Preface (1986)

BRING, O PAST, YOUR HONOR

Bring, O Past, your honor: bring, O Time, your harvest,
Golden sheaves of hallowed lives and minds by Truth made free;
Come, you faithful spirits, builders of this temple:
“To Holiness, to Love, and Liberty.”

Ring, in glad thanksgiving, bell of grief and gladness,
Forth to town and prairie let our festal greeting go,
Voices long departed in your tones re-echo:
“Praise to the Highest, Peace to all below.”

Church of pure reformers, pioneers undaunted,
Bivouac of comrades sworn to keep our spirits free;
Long o’er life’s swift river, preach the eternal gospel:
Faith, hope, and love for all humanity.

– Charles H. Lyttle
 

PREFACE

Every April, during the week following Easter, the professional leaders of the Prairie Star District—Ministers and Directors of Religious Education—get together for purposes of fellowship and continuing education. In April 1986, Melissa Helgesen, DRE at First Unitarian Church in Omaha, and I were in charge of the program, and we decided to focus the group’s attention on the history of liberal religion in the area now the Prairie Star District.

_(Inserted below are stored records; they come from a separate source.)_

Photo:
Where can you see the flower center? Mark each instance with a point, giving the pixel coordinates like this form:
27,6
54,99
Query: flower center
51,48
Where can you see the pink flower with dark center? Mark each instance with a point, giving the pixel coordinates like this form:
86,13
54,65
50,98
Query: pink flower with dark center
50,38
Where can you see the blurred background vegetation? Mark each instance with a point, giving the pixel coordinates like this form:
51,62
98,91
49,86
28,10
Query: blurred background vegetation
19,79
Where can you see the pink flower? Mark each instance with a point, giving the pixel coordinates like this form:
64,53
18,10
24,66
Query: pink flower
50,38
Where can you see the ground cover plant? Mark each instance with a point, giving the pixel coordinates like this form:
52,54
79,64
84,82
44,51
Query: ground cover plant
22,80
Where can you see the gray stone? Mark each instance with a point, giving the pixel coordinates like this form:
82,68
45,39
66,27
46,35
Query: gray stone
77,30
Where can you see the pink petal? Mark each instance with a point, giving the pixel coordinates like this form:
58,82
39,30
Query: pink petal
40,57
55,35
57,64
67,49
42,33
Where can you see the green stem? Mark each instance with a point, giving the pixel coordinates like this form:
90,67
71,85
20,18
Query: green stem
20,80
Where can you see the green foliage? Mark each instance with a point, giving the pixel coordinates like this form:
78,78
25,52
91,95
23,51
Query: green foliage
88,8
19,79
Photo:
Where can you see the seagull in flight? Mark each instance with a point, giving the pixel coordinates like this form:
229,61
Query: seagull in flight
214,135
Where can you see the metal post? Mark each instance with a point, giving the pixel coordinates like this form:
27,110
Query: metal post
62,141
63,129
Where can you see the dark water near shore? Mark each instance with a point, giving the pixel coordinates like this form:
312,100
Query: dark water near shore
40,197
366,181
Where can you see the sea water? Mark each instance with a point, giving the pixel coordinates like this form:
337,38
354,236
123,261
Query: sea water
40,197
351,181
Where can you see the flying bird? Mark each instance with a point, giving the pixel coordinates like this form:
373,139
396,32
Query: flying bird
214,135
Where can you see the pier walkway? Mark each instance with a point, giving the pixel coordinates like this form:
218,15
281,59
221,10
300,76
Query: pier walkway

This little book is an outgrowth of that meeting. Since there is little material on the history of our district available in most church libraries, the professional leaders decided that the essays presented at the meeting, along with brief histories of churches and fellowships in the district, would be published and sent to every society in the District. The five essayists each submitted “photo-ready” copies for the project. Every church and fellowship in the district was also asked to submit a one-page, photo-ready history of their society. The final product, resulting from a wide variety of typefaces and the necessity of reducing a number of submissions, lacks uniformity, but it is the best we could come up with, given our limited resources. Although there is no attempt to be comprehensive, it is hoped that churches and fellowships will find this little book helpful in understanding and appreciating both the history of liberal religion in our area and our contributions to the larger Unitarian Universalist movement.

I would personally like to thank all of those who contributed to this project: the essayists, the artists from the Omaha church, and the people from churches and fellowships who wrote and submitted brief histories. I would particularly like to express appreciation to Alan Egly, who assisted in the drawn out task of securing histories from almost all of the churches and fellowships; to Camie, the district office secretary, who retyped a number of the manuscripts; and to Maurice Jay, office secretary at First Unitarian Church of Omaha, who did a lot of work in getting this material ready for publication.